Swedish Fintech Startups Feel the Funding Contractionby Fintechnews Baltic October 23, 2023
In Sweden, fintech companies are finding it more difficult to secure funding, noting that investors have adopted a more cautious approach amid economic uncertainties, geopolitical turmoil and soaring inflation. But despite the challenging venture funding landscape, fintech entrepreneurs remain confident in the sector’s prospects and are expecting growth in the year to come, a new report by industry trade group, the Swedish Fintech Association (SweFintech), says.
The report, titled the 2023 Fintech Report: From Growth to Profitability, provides an overview of the Swedish fintech industry, describing how the industry developed in 2022 and exploring the various challenges encountered by Swedish fintech companies.
In particular, the report discusses the changing conditions for the fintech industry in Sweden, noting that while 2021 was a record year for the sector with abundant capital and a focus on growth, there is now an increasing demand for profitability.
A 2022 survey that polled 57 fintech companies as part of the report revealed that fintech firms found it more challenging to raise capital in 2022 than prior years, noting that investors had become more cautious.
Of the 57 companies polled, only 47% said that they managed to raise venture capital (VC) in 2022, down 5% points from 2021’s 52%. 56% of respondents noted increased cautiousness among investors in 2022.
The challenging economic landscape is also visible in the recruitment trends and needs of Swedish fintech companies where 16% of respondents indicated that they had to downsize their workforce in the pursuit of better financial performances and improved profitability.
In 2022, 91% of respondents intended to expand their teams, the study found. However, only 65% of respondents effectively did so last year.
Besides the challenging funding environment, study respondents also shared that they felt increased regulatory burden in 2022 compared to 2021, naming the regulations regarding anti-money laundering and terrorist financing (AML/CFT) (44%), the European Union (EU) General Data Protection Regulation (GDPR) (38%), and IT and Information Security (ICT) (29%) as being among the most burdensome and impactful regulations.
To address increased regulatory complexity, the report suggests that the dialogue between supervisory bodies and the fintech industry should be increased.
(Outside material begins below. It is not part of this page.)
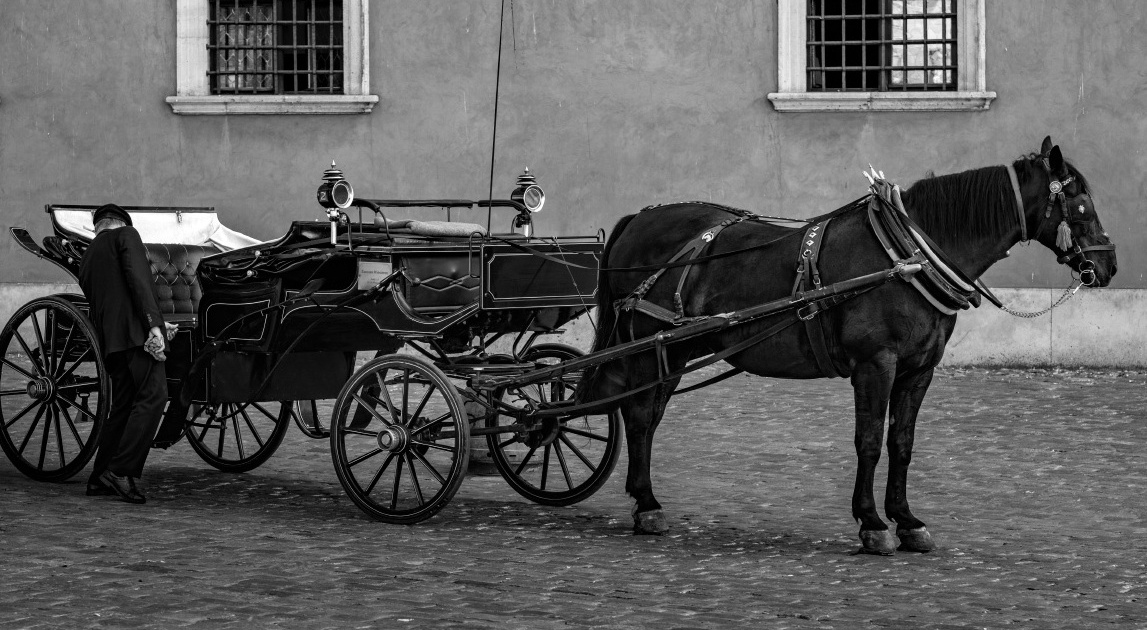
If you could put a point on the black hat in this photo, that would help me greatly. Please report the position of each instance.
(111, 211)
This would allow the Swedish Financial Supervisory Authority (FSA) to get a deeper understanding of the innovations taking place in the market, the report says.
Regulators should also provide fintech companies with better access to guidance in regard to regulatory compliance as well as during permit processes, and should introduce a regulatory sandbox. Such a regime could increase the degree of innovation in the financial market and improve the understanding of which regulations different fintech companies’ business models should comply with, it says.
The report also advises for the introduction of an open finance regulation to increase competition in the financial market and boost innovation. It further recommends Swedish legislators to look out for the EU’s proposal on instant payment scheme and ensure whether or not the new rules would be applicable for Swedish currency.
EU’s digital payment ambitions
The European Commission put forward a legislative proposal in October 2022 to ensure that citizens holding a bank account in the European Economic Area can make instant payments in euro.
Under the proposed rules, payment service providers offering standard credit transfers in euro are to also offer the service of sending and receiving instant payments in euro. The charges these providers apply for instant payments must not be higher than the charges they apply for standard credit transfers.
The rules aim to make instant payments in euro more affordable, universally available, secure, and processed without hindrance across the EU.
The initiative is part of the bloc’s retail payment strategy, which aims to improve and modernize the region’s payment ecosystem. The strategy focuses on developing a pan-European solution for payments at the point of interaction that is governed at the European level, deploying instant payments across the region, improving cross-border payments beyond the EU, and supporting innovation and digitalisation.
The plan is closely linked to and consistent with the European Central Bank’s current work on a possible digital euro. The central bank digital currency (CBDC) initiative, which started in 2021, focuses on developing a digital version of the bloc’s currency that’s widely accessible, free for basic use and available both online and offline.
The digital euro project will be entering the “preparation phase” in November 2023. The phase, which is expected to last two years, will involve finalizing the digital euro rulebook and selecting providers that could develop the digital currency’s platform and infrastructure. It will also include testing and experimentation with the CBDC.
The Swedish fintech landscape
Despite the challenging fundraising environment and the increasingly complex regulatory landscape, Swedish fintech companies remain bullish on their growth prospects for the year to come.
88% of respondents believe that their business will see increased growth in 2023 and 81% said they will need to expand their workforce this year.
Across the Nordic and Baltic regions, Sweden has the largest and most advanced fintech ecosystem. In 2022, the country was home to 332 fintech companies, representing 27.5% of all fintech startups across the Nordics and Baltics, a report by Fintech Mundi and Mastercard says.
Sweden is also home to some of the world’s biggest and most successful fintech ventures. These startups include Klarna, a buy now pay later specialist headquartered in Stockholm, that’s one of Europe’s biggest fintech startups and which is valued at a reported US$6.7 billion.